President Vladimir Putin: Good afternoon, dear colleagues. Today’s meeting is devoted to problems of military and technical cooperation.
There are two main issues on the agenda. Above all, to sum up the results of military and technical cooperation with foreign countries for the past year, and also to take measures that will allow us to make this work more effective and more profitable economically.
Among the positive tendencies, I would like to note the access of Russian manufacturers to new markets, and the strengthening of corporate ties. There has been a noticeable increase in the activity of enterprises which have received the right to independent export of spare parts and post-warranty servicing.
A great deal still needs to be done here to make this activity less bureaucratic. We have already talked about this with the Defence Ministry, Rosoboronexport and the respective committee: if enterprises have received this right, then we need to save them the need to run around the corridors of power receiving additional signatures and wasting time solving administrative issues.
But that which has been done has already made it possible to increase deliveries of military equipment in 2004 by $200 million, and in general to pass the $5.7 billion mark. As a result, our country has a firm position among the five leading exporters of military production.
However, it is also clear that there are significant potential resources for further development of the Russian defence and industrial complex. This involves a noticeable financial profit for the country and the possibility of increasing it. Along with strengthening the position of national manufacturers on traditional markets, our task is still to reach new weapons markets and increase competitiveness of production.
What resources are these?
Above all, today enterprises of military and technical cooperation have a significant portfolio of orders, which makes it possible to plan volumes of delivery with reasonable certainty, but only for 2005. It is necessary to formulate strategic actions for the middle-term perspective, from 2006 to 2010.
The projected figures should stimulate the work of defence enterprises and be taken into account in improving the defence and industrial complex, such as by creating major integrated companies, the projected capacity figures of which, including from Russian state order, will in many ways determine their internal structure, and ultimately the structure of the entire defence and industrial complex of the Russian Federation.
The second thing I would like to pay attention to is deepening cooperation with European partners, including through joint projects on developing and producing weapons. A number of projects have already been realised here, there is good experience, and it needs to be developed.

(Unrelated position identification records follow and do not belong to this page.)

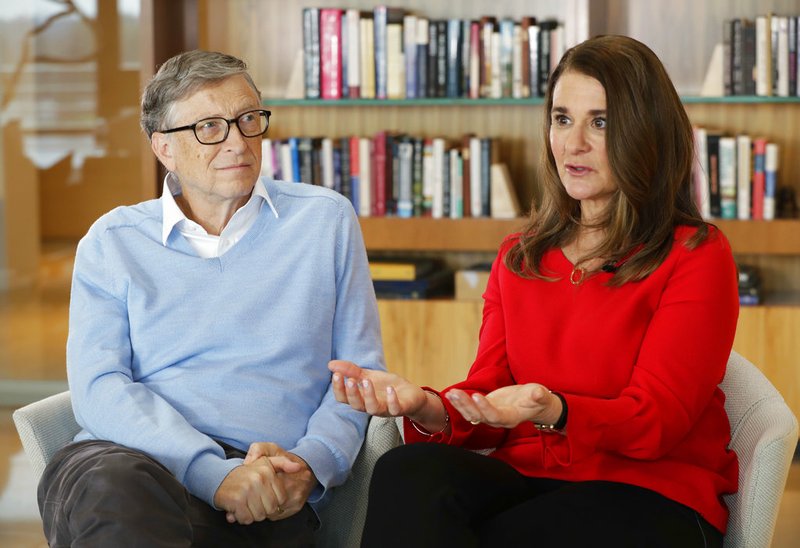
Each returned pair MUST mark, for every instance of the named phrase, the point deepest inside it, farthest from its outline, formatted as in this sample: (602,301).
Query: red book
(379,166)
(330,45)
(759,177)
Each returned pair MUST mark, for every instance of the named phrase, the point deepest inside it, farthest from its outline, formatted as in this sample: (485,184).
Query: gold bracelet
(446,418)
(559,425)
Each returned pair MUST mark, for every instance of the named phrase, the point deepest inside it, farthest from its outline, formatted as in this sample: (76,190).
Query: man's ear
(162,148)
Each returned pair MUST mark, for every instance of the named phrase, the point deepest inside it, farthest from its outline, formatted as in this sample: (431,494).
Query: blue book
(294,151)
(453,58)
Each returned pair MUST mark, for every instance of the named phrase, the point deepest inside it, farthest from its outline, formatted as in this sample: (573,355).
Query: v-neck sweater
(168,352)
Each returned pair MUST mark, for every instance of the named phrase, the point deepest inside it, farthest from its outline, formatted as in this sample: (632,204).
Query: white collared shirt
(209,245)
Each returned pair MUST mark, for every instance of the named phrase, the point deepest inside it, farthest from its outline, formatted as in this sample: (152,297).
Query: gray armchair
(47,425)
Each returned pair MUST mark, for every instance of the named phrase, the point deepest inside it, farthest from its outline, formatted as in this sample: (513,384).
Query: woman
(607,325)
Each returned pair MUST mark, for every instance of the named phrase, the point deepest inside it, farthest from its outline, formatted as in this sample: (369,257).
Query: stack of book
(410,278)
(749,286)
(735,177)
(395,174)
(760,56)
(391,53)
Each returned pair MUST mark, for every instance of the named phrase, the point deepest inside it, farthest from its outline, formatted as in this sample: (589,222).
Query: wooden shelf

We have seen for ourselves numerous times that this cooperation can drastically increase the competitiveness of Russian defence enterprises, above all by reducing expenses, and in joint use of leading, truly breakthrough technology. During our discussion, I would like to hear your proposals for improving the mechanisms of this work.

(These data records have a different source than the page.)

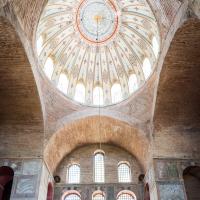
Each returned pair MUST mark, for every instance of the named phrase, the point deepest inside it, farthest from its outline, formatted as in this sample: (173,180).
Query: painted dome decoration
(97,52)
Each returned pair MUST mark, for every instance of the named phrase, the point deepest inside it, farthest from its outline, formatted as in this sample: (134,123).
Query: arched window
(6,181)
(155,46)
(72,197)
(80,93)
(48,68)
(73,174)
(116,93)
(63,83)
(98,96)
(98,195)
(146,68)
(132,83)
(39,45)
(50,192)
(124,172)
(126,195)
(99,167)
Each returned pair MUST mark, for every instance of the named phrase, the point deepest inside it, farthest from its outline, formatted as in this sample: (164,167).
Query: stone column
(168,178)
(31,178)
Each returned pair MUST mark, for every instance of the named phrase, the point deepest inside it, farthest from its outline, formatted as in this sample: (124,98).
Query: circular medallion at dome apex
(97,52)
(97,20)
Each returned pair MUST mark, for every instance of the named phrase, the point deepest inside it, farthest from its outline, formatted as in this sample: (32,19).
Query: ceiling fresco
(97,52)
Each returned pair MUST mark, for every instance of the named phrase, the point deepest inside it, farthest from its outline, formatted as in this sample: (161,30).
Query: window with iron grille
(74,174)
(124,173)
(99,167)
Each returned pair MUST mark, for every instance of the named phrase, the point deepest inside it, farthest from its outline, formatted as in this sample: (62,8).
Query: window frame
(70,192)
(101,98)
(83,99)
(126,192)
(137,84)
(130,171)
(44,68)
(67,177)
(59,84)
(112,96)
(97,193)
(147,76)
(94,170)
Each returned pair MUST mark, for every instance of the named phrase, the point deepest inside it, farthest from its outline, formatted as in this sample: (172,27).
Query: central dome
(97,21)
(97,52)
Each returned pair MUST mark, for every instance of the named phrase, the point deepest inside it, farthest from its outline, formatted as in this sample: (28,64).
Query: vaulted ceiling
(131,119)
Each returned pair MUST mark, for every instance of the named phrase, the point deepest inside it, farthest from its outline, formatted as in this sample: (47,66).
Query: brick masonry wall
(85,155)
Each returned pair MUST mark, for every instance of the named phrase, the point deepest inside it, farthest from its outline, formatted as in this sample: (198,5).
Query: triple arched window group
(124,170)
(100,195)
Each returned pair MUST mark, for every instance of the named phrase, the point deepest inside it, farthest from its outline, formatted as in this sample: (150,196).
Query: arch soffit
(82,132)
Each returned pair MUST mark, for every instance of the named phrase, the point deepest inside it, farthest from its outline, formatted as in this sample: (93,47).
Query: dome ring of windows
(118,62)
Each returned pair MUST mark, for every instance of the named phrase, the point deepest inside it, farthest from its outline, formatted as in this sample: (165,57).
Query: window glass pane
(74,174)
(99,168)
(155,46)
(125,197)
(48,68)
(80,93)
(133,84)
(63,83)
(124,174)
(98,197)
(98,96)
(116,93)
(72,197)
(146,68)
(39,45)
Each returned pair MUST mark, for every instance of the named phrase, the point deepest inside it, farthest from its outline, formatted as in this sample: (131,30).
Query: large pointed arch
(84,131)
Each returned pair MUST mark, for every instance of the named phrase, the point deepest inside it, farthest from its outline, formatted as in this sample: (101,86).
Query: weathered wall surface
(111,131)
(85,157)
(21,123)
(177,116)
(26,177)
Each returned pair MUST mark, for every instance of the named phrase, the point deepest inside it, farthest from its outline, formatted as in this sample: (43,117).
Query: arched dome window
(155,45)
(132,83)
(99,167)
(116,93)
(80,93)
(126,195)
(72,197)
(39,45)
(98,96)
(73,175)
(146,68)
(63,83)
(98,195)
(124,172)
(48,68)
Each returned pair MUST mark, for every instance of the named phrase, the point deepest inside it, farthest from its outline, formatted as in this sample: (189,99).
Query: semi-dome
(97,52)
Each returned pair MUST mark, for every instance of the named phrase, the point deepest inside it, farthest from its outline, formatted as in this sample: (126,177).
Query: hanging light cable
(99,96)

Third, the diversification of deliveries and the expansion of the geography of deliveries remain important. Last year there was noticeable progress made by naval technology, but so far there have not been any fundamental changes in the nomenclature of export. The main component remains aerotechnics. This is not bad, it is even a good thing, because this equipment – is leading equipment, undoubtedly the best in the world, which makes it possible to further develop our military aircraft construction. But I repeat once more, we are all interested in the expansion of our nomenclature.
As I have already said, serious attention here needs to be given to finding new markets. Russian manufacturers need to be more active in making their capabilities known, including at major international weapons exhibitions. One of these exhibitions has just been held, and I hope today to hear information about the results of work at this exhibition.
Another issue on the agenda is the development of military and technical cooperation with the nations of the Collective Security Treaty Organisation and other member nations of the Commonwealth of Independent States. This area remains a priority for us, and the basic task today is to assist the strengthening of the system of collective security, which makes it possible to react effectively to modern threats, and reliably ensure the peaceful lives of our citizens. We should make more active use of the potential of Russian defence industry, and deepen manufacturing and scientific and technical cooperation within the CIS, and to do this we must improve the normative base, and liquidate the bureaucratic barriers that I have mentioned earlier.
Serious attention needs to be given to training national military personnel. This year, financing has been increased on training miltary from CIS countriesthrough enhancing their professional level in Russian institutes. I believe that this training in the framework of unified programmes is a factor that will seriously strengthen the defence potential of our countries. I would ask the Defence Ministry and the Finance Ministry to make sure that the interests and requirements of our partners are taken into account more efficiently and to a greater extent. I am absolutely sure that this fully meets the national interests of Russia in the long-term and middle-term perspective.